BRUTON.- Inspired by the ground-breaking book Ways of Seeing by John Berger,
Bo Lee and Workman is presenting an exhibition that takes viewers on a visual journey. Exploring the complexities of perception and interpretation, the works of the 5 artists Sam Bakewell, Adeline de Monseignat, Des Hughes, Polly Morgan, John Wood & Paul Harrison challenge traditional notions of art, subvert visual codes and expectations and invite viewers to explore new ways of seeing.
Sam Bakewell's abstract clay works are composed like paintings, with thick colourful layering of coloured forms. Bakewell challenges conventional perspectives by manipulating a ubiquitous material in unexpected ways. His work often features juxtapositions, ambiguous shapes, and intricate patterns that intentionally blur boundaries between sculpture, painting, and ceramics, to create intriguing visual puzzles.
Des Hughes work evokes curiosity and contemplation, alongside a keen sense of the comical or absurd.
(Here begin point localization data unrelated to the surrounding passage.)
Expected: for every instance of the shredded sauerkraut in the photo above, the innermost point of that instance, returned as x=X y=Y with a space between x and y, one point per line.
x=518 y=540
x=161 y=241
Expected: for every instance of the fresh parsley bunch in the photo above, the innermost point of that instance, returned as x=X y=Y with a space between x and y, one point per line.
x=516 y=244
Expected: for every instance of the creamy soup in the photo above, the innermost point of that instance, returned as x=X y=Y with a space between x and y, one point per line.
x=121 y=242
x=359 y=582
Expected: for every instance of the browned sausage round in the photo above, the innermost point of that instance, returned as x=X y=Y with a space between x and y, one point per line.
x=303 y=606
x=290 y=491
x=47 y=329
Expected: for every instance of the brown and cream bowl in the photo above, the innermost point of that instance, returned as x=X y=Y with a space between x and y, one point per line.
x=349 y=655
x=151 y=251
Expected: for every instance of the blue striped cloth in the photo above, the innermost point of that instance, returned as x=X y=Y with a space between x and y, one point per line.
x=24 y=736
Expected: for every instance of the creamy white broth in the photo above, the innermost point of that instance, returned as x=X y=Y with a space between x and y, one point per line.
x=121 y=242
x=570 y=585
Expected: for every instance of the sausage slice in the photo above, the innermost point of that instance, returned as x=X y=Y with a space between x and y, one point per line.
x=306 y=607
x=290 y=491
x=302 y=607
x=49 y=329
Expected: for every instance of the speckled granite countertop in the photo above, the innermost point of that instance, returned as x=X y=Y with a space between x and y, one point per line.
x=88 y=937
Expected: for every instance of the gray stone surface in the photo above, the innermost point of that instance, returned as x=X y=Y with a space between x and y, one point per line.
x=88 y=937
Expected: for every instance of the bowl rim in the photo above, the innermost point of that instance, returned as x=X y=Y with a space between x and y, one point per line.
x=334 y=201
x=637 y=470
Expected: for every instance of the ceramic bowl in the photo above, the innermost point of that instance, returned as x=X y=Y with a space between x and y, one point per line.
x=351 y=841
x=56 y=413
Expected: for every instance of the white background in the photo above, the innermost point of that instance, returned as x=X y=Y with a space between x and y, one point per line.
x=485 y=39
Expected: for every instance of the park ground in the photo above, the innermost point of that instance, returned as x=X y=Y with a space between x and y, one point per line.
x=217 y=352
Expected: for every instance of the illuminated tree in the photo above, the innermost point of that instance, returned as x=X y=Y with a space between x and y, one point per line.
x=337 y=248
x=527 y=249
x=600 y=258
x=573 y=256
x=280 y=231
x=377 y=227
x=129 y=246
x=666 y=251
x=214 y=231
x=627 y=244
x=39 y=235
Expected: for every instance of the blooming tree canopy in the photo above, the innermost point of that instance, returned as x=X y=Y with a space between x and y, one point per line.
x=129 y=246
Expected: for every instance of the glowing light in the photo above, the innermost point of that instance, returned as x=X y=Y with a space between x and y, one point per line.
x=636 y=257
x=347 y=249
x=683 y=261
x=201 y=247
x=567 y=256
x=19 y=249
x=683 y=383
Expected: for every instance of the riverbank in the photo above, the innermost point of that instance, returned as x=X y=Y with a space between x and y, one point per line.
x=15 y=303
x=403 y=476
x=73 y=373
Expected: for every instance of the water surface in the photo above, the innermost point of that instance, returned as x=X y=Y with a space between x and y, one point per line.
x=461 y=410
Hard plaster sculptures appear soft and mobile, billowing fabric like forms that appear inflated and ready to take flight. Paintings, with titles such as Noodle Doodle are busy abstract manifestations of repeated pattern and freehand symbols which are joyous and lyrical in their naive playfulness.
Polly Morgan uses taxidermy and painted cast facsimiles in provocative and unsettling ways to probe the disparity between surface and reality. Like serried shields or spears, her snake-textured augmented sprues, spine-like columns on which acrylic nails are packaged before application, represent beauty both as signal and armour. These works are from a series of hand-painted sculptures that query the politicisation of bodily adornments and draw parallels between military, cultural and primal warfare.
John Wood and Paul Harrison in their own words make things that move and things that dont, things that are flat and things that are not, things that are mildly amusing and things that are definitely not. Their work is primarily performative and is intended to challenge our understanding of the ordinary, and to encourage us to look beyond it with added visual prompts. Their most recent series of works Paint Trays takes the decorators paint tray and transforms it into a carefully considered painting.
Through the exploration of emotion and the complexity of existence, Adeline de Monseignat invites viewers to reflect on personal experience and the intangible aspects of being human. Catching it is a short film made from footage shot in May 2020, during the Coronavirus Pandemic. The film references Richard Serras 1968 film Hand Catching Lead in which Serra rhythmically and repeatedly attempts to catch pieces of lead, with the absurd footage showing no clear outcome for the action.
In de Monseignats film, the hand repeatedly attempts to catch pieces of soap with the brand CORONA, juxtaposing the apparent randomness of the pandemic, which is like trying to catch soap, the resulting obsession with washing hands and the simplified repetitiveness of life in quarantine. The resulting film is ironic, capturing the act of trying to wash hands with Corona to prevent catching Coronavirus.